On Slate this morning, Jack Shafer takes the Washington Post to task in a response to the accusation (by the Post’s own domestic-policy blogger Ezra Klein) that the paper gives over too many of its op-ed contributions to politicians.
The problem isn’t the politicians though, according to Shafer, whose analysis of the last month’s pages shows up relatively few political bylines. The problem is that the op-ed page’s “real estate” is too often occupied by a two dozen-strong coterie of regular writers.

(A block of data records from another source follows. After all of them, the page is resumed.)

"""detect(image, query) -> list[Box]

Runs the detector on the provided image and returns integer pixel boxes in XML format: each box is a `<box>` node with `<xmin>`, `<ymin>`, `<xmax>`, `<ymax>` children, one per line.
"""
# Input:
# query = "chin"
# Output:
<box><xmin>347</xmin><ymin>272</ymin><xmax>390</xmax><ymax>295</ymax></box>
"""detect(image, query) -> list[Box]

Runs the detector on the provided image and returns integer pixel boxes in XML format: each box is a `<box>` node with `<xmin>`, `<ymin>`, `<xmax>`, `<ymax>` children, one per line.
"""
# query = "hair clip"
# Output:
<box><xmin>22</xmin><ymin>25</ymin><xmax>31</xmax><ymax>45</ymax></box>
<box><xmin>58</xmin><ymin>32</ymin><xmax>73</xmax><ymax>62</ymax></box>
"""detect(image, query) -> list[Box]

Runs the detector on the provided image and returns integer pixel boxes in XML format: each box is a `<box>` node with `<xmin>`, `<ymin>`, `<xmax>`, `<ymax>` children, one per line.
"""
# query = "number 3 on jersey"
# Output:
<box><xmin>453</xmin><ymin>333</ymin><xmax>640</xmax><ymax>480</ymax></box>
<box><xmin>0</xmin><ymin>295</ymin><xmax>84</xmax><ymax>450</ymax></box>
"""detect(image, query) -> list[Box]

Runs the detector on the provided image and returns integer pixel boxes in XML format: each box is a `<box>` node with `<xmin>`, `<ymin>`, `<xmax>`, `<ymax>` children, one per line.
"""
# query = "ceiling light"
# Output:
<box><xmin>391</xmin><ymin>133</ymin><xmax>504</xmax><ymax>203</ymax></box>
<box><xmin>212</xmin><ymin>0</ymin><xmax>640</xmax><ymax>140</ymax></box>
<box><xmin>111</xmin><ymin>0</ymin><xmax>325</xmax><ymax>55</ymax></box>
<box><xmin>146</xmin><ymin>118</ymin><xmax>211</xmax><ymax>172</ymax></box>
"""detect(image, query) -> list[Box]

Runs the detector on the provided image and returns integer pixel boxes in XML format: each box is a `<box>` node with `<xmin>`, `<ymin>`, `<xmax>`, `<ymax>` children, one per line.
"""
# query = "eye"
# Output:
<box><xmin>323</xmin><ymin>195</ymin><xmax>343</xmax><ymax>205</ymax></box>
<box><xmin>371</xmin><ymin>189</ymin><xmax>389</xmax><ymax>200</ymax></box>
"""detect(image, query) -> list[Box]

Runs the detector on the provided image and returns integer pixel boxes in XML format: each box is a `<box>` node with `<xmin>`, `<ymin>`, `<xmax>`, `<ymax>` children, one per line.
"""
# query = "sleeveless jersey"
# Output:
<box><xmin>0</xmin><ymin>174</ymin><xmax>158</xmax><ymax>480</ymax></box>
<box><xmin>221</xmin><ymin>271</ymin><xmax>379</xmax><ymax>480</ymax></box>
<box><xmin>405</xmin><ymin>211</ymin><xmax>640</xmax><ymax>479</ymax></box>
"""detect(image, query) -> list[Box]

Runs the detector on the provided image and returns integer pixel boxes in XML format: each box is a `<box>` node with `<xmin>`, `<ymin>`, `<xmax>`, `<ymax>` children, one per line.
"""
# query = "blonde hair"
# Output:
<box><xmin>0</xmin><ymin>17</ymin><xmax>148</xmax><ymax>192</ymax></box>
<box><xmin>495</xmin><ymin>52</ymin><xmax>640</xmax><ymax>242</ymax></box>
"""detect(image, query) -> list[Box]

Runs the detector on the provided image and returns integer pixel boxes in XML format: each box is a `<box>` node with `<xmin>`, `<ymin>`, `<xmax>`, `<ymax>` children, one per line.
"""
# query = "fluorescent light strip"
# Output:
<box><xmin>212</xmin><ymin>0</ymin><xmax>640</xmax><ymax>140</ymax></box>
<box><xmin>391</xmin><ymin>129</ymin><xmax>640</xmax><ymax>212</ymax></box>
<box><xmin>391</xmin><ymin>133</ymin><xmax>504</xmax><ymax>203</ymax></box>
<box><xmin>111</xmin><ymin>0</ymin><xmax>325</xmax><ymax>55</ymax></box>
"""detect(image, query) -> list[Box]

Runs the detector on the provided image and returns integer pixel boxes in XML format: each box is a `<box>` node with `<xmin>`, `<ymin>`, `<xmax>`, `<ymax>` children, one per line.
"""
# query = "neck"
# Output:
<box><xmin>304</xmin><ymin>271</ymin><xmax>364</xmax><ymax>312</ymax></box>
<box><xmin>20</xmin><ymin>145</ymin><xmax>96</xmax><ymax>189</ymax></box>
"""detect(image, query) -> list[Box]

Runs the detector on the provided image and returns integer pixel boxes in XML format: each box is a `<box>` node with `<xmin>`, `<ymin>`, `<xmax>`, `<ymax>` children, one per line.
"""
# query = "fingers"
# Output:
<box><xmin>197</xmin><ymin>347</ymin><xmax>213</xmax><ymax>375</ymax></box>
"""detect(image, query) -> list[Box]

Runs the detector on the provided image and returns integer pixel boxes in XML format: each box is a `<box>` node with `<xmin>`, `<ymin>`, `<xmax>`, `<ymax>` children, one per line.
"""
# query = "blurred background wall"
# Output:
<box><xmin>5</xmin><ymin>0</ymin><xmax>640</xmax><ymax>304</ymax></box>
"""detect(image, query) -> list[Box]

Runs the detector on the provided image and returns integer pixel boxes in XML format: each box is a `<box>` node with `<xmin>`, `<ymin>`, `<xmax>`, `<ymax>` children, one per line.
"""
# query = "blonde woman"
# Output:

So absolute is the regulars’ lock on the Post op-ed page that it’s not uncommon for its every column inch to be filled by one of them (…) Instead of discovering America’s next great pundit, I’d rather the Post give its op-ed page some breathing room by undiscovering a few of its current chin-strokers and recruiting unconventional writers (John Ellis, James Altucher, and Heather Mac Donald, just to get the conversation rolling) to fill the space with a few ideas we haven’t heard 25,000 times before. (I’m talking about you, Richard Cohen.)
In a perfect world, a publication is edited for readers. In the imperfect world that we inhabit, too many publications are edited for the benefit of their staffs and their friends and associates. The Washington Post op-ed page, which hoards its space for its own, is one of the worst offenders.